Two portraits of important members of a Highland clan are now on display in the National Museum of Scotland in Edinburgh.
Oil paintings of the Chief of Clan Grant’s household by Richard Waitt were commissioned in 1713 by Alexander, the Laird of Grant, as part of a series depicting prominent clan members.
Created for Castle Grant, the chief’s seat near Grantown-on-Spey, they intended to impress visitors and convey the laird’s traditional authority and status as a Highland chieftain.
Shown wearing distinctive Highland dress, the subjects are “The Piper” and “The Champion to the Laird of Grant”.

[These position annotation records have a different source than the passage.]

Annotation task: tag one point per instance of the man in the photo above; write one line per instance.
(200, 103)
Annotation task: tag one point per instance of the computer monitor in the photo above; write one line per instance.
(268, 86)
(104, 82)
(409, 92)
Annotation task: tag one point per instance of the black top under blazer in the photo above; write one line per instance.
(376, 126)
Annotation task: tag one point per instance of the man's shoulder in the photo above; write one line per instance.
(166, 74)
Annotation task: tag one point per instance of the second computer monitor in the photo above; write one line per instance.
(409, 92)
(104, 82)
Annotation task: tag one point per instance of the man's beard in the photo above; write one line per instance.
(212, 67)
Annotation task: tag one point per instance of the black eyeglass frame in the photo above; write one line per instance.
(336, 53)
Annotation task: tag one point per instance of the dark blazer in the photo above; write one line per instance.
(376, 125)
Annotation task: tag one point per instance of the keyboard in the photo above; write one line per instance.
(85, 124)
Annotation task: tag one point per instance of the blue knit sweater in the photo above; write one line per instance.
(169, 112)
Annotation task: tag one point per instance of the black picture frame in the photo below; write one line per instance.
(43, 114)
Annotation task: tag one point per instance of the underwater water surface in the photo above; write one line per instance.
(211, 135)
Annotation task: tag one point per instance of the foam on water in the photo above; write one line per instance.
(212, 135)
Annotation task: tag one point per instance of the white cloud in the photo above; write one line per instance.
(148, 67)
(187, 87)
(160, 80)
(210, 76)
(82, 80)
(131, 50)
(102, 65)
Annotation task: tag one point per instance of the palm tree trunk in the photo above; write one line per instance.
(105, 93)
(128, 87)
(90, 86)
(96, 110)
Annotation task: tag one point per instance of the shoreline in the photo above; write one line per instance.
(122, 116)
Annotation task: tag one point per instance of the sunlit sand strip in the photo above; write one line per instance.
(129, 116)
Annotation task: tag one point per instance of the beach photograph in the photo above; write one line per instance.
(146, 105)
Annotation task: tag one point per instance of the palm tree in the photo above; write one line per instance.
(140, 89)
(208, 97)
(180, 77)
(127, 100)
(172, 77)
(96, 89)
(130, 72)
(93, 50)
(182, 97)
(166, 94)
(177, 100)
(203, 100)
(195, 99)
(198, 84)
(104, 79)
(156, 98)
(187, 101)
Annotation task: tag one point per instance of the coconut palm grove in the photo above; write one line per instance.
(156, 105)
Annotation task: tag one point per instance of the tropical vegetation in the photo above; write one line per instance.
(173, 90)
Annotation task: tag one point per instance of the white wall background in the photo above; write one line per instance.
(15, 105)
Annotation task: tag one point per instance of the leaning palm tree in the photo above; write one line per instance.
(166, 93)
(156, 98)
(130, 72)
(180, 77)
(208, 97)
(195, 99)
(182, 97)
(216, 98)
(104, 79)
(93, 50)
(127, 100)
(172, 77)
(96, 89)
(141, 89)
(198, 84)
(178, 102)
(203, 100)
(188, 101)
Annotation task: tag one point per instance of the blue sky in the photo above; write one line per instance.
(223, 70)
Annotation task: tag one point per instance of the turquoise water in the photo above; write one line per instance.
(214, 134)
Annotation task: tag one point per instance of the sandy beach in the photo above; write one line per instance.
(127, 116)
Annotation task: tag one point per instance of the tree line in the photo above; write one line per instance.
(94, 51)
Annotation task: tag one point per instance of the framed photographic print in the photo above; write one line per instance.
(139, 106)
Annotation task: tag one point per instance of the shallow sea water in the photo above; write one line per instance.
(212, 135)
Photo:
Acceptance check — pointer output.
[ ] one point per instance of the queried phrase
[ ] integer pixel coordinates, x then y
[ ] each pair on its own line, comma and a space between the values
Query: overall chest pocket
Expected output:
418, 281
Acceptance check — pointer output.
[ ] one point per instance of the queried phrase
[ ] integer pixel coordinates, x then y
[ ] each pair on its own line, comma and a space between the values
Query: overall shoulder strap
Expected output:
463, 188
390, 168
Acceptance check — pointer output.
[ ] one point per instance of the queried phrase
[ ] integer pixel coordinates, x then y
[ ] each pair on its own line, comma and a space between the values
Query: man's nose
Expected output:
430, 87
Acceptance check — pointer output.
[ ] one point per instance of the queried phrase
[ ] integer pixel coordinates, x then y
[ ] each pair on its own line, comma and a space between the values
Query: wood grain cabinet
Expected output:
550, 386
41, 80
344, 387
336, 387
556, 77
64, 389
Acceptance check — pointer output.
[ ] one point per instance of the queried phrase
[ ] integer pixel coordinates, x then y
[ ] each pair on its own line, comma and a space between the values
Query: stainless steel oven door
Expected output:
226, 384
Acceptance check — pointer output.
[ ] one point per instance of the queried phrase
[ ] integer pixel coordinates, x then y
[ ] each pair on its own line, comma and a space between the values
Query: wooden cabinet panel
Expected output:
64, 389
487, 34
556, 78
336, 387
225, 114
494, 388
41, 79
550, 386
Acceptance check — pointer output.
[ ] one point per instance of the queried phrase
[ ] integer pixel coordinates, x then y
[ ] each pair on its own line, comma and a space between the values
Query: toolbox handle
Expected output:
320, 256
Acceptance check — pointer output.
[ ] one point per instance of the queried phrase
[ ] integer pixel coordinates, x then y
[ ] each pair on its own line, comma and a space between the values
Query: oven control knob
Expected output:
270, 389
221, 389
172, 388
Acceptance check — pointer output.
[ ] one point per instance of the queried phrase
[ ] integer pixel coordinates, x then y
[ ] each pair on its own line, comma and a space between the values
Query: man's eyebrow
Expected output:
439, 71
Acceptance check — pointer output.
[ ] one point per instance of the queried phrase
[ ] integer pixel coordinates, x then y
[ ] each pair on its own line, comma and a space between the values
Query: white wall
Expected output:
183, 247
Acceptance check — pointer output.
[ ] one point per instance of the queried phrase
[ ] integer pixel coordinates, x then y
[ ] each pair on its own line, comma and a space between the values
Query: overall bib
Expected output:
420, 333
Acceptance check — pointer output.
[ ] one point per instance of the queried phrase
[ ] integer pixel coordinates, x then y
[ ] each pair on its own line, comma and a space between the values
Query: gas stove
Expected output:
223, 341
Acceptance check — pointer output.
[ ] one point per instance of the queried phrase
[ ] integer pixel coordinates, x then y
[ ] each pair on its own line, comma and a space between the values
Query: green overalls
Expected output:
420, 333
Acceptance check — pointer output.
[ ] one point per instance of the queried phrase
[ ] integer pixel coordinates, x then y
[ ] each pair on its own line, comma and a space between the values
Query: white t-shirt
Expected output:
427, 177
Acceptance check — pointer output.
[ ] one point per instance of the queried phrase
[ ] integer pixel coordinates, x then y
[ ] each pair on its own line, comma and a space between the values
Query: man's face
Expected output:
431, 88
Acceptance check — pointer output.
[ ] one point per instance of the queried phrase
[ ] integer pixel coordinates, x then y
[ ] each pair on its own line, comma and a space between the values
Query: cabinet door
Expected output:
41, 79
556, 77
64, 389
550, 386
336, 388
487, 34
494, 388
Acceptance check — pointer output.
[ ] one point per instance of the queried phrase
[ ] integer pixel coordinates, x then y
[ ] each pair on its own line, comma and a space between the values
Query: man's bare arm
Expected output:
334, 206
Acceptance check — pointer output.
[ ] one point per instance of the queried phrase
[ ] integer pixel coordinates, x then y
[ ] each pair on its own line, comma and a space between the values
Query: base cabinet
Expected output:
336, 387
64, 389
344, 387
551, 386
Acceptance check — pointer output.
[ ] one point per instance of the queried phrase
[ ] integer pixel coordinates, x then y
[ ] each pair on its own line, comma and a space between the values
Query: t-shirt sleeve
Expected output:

The bagpipes and the basket-hilted sword are symbols of their ceremonial positions, symbolic of traditional clan values and customs.
A changing clan society
The Piper is of William Cumming, who was from at least seven generations of Cumming pipers to the Grants and the picture includes the heraldic banner of the Grants, with Castle Grant in the background.
Meanwhile, The Champion is of Alasdair Mòr Grant, the strongest fighter in the clan, who managed the laird’s timber business.
His combined roles hint to a changing clan society as the shift in land use saw Highland chiefs become landlords.
Principal curator of renaissance and early modern history at the National Museum of Scotland, Anna Groundwater said: “We are grateful to Reidhaven Trust for the long-term loan of Richard Waitt’s portrait of The Champion to the Laird of Grant.
“We are delighted that it has been reunited with The Piper and is now on permanent display, as they once were in Castle Grant. This is not a romanticised version of an imagined past – the figures in their Highland dress are documented as they looked at the time.
“Together they provide an insight into clan society from a time when this way of life was on the wane.”